On Monday, the Federal Reserve Board announced significant expansions of the Municipal Liquidity Facility (“MLF”). The MLF was unveiled on April 9, 2020 as part of the federal initiative to provide trillions in loans to shore up those affected by the coronavirus pandemic. In a nutshell, the MLF is designed to provide a liquidity backstop to issuers of eligible short-term notes. The MLF will now offer up to $500 billion in lending to states and municipalities to help manage cash flow stresses caused by the coronavirus pandemic.
One major criticism of the original MLF was that it was only accessible by larger political subdivisions. For example, no parishes or cities in Louisiana qualified as eligible issuers under the original MLF. Under the revised program, the MLF will purchase short -term notes issued by states and the District of Columbia, counties/parishes with a population of at least 500,000 residents, and cities with a population of at least 250,000 residents. The new population thresholds will obviously allow substantially more public entities to borrow directly from the MLF than the initial plan. New Orleans, which was one of the cities hardest hit by the coronavirus, is now an eligible issuer.
Another criticism was that the maximum term of the notes (24 months) was too short to be useful. Under the revised program, notes must mature no later than 36 months from the date of issuance. In addition, among other rating requirements, eligible issuers must have had an investment grade rating as of April 8, 2020, from at least two major nationally recognized statistical rating organizations. The termination date for the MLF has also been extended to December 31, 2020 in order to provide eligible issuers greater flexibility.
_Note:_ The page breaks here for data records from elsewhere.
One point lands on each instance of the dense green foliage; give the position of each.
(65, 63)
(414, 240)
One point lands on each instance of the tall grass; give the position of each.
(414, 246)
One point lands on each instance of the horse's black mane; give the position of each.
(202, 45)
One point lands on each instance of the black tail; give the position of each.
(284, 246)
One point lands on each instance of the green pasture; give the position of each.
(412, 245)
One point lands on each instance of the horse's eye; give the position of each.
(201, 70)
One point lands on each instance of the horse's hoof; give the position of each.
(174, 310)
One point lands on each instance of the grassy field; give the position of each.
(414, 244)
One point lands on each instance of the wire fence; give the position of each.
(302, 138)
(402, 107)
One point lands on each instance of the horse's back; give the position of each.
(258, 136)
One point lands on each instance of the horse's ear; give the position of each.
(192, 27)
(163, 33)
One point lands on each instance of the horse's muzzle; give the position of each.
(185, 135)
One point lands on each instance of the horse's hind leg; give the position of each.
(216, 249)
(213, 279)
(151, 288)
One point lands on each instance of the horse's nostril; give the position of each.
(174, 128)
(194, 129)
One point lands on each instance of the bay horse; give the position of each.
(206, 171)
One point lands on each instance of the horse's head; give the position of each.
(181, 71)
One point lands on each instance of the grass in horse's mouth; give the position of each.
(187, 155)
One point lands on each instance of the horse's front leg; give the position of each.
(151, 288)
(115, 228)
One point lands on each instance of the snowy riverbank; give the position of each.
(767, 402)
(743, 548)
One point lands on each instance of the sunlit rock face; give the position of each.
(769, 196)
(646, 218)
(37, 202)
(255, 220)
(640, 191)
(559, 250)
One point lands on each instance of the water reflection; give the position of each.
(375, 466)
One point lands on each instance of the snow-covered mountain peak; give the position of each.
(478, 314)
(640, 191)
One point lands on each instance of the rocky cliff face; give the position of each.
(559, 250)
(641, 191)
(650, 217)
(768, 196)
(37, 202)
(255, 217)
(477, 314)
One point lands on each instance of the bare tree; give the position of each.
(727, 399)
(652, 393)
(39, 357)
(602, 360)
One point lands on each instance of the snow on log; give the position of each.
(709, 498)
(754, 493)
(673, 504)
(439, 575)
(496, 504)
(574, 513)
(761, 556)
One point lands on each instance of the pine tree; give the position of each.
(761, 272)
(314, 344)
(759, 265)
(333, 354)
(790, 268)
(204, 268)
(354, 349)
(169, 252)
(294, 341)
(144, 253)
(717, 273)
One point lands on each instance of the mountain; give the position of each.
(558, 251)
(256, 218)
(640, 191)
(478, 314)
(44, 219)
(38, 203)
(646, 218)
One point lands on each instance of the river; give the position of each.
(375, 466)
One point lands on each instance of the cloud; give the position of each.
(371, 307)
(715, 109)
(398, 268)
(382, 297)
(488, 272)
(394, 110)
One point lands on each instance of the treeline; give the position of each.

Recognizing that most political subdivisions themselves will not meet the population threshold, the MLF allows states, cities and counties to use the proceeds of their notes to purchase the notes of, or otherwise assist, any of their political subdivisions or other governmental entities. Importantly, if an eligible issuer uses the proceeds of its notes to purchase the notes of one of its political subdivisions, the MLF will not assume the risk of these notes. Regardless of the use of proceeds, the eligible issuer would bear the credit risk associated with any notes it purchases from its political subdivisions or other governmental entities.